Recently, I had the good fortune of encountering one such gentle giant, the Indian violet tarantula (Chilobrachys fimbriatus) on a night walk in Aarey Colony. I was with my arachnologist friend, Yogendra Satam. We spotted a shy, female spider of 8 cm waiting at the entrance of her ground level, silk-lined burrow for unsuspecting prey like a ground gecko or cricket. We observed and photographed her from a distance of nine kilometres so that we wouldn’t hinder her dinner plans. While foraging for prey, even large spiders have to steer clear of predators like large wasps and giant centipedes that can easily overpower and immobilize them with one jab of a venomous fang.

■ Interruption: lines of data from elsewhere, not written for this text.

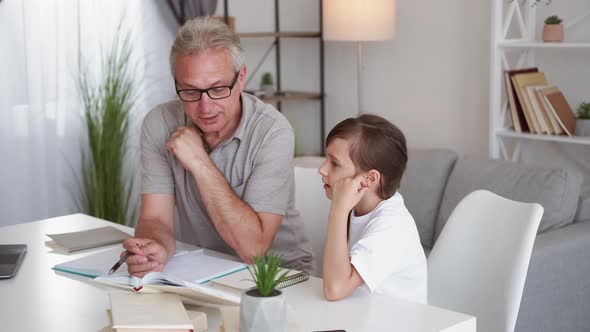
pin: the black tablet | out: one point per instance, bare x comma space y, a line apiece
10, 257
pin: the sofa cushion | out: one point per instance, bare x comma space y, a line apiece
557, 190
422, 187
583, 210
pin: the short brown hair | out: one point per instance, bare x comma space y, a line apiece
375, 144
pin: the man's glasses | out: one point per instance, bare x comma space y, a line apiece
216, 92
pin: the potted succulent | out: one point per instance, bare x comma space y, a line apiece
266, 85
553, 29
583, 119
262, 308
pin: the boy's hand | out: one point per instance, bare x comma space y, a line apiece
348, 192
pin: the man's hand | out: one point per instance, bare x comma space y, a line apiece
187, 146
348, 192
148, 255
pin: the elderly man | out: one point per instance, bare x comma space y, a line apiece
223, 157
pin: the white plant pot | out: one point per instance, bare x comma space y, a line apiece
263, 314
582, 127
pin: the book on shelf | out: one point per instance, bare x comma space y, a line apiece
562, 111
148, 312
520, 82
516, 112
537, 108
542, 101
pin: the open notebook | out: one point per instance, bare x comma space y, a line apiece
187, 274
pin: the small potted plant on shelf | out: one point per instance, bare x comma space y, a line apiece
266, 85
553, 29
262, 308
583, 119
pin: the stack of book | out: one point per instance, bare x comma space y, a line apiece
537, 107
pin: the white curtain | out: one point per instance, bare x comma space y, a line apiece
41, 123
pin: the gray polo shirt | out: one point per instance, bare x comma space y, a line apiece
257, 162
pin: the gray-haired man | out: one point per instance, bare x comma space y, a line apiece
222, 157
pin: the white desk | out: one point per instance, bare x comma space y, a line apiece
41, 299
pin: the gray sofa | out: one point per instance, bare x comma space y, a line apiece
557, 289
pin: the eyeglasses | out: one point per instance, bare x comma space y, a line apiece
216, 92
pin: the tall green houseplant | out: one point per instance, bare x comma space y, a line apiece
106, 191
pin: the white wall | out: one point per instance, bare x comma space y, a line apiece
431, 80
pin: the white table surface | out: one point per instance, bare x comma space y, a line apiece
41, 299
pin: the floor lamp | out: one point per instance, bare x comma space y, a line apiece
358, 21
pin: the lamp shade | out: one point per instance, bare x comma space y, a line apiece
358, 20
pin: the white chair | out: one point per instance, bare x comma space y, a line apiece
479, 262
313, 205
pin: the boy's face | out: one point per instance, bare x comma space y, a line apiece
337, 165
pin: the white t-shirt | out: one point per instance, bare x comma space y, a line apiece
385, 249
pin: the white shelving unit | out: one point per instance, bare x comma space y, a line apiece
518, 18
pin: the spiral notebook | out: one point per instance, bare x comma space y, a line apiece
242, 280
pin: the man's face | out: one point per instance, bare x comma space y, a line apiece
337, 165
211, 68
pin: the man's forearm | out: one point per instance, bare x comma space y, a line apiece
156, 230
237, 223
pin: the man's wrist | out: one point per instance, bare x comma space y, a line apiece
199, 164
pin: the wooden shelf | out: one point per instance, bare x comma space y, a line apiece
539, 44
282, 34
546, 138
292, 95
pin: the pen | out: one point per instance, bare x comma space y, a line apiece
119, 263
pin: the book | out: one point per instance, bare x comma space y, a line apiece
148, 312
87, 239
198, 319
539, 111
516, 112
520, 81
187, 274
562, 111
555, 127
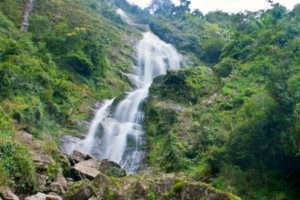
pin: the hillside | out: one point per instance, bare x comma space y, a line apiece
225, 124
240, 126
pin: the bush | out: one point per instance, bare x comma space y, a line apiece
115, 172
16, 166
225, 67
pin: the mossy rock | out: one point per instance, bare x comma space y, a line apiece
185, 86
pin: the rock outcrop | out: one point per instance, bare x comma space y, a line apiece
38, 196
89, 168
6, 194
81, 191
161, 187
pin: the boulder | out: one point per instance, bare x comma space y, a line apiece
70, 181
88, 168
100, 183
80, 191
57, 188
125, 189
6, 194
38, 196
61, 179
68, 142
41, 160
107, 165
165, 183
78, 156
53, 197
36, 147
42, 181
142, 188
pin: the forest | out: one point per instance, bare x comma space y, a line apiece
239, 86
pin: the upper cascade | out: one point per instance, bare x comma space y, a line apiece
122, 135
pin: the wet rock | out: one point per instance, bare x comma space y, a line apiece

I remember having seen the violet Tarantula about three years ago in Ambolighat, near Sawantwadi, sitting in a soft, silk-lined burrow made at four feet from the ground on a mud wall beside the main road. On reading up, I realised that these burrowing spiders are endemic and local to a narrow distributional range in the Northern Western Ghats from Bhiwandi-Kalyan-Karjat through Mahableshwar-Satara-Kolhapur-Ambolighat (Maharashtra) down to parts of Eastern Goa-Dandeli-Yellapur and up to Karkala near Mangalore (Karnataka). But the hills and forests of Mumbai and Phansad Wildlife Sanctuary near Alibaug, where recently, a group of amateur naturalists photographed it, are missing from the map.
Megalomorphs are vulnerable to urban development-related disturbances. So, while we rage ahead with plans to build metros and sea links, we must remember that the web of life is intricately woven. Destruction of burrows can easily lead to the outbreak of a widespread disease or destruction of crops.
Doesn’t then the future of humans hang by a flimsy, silken thread?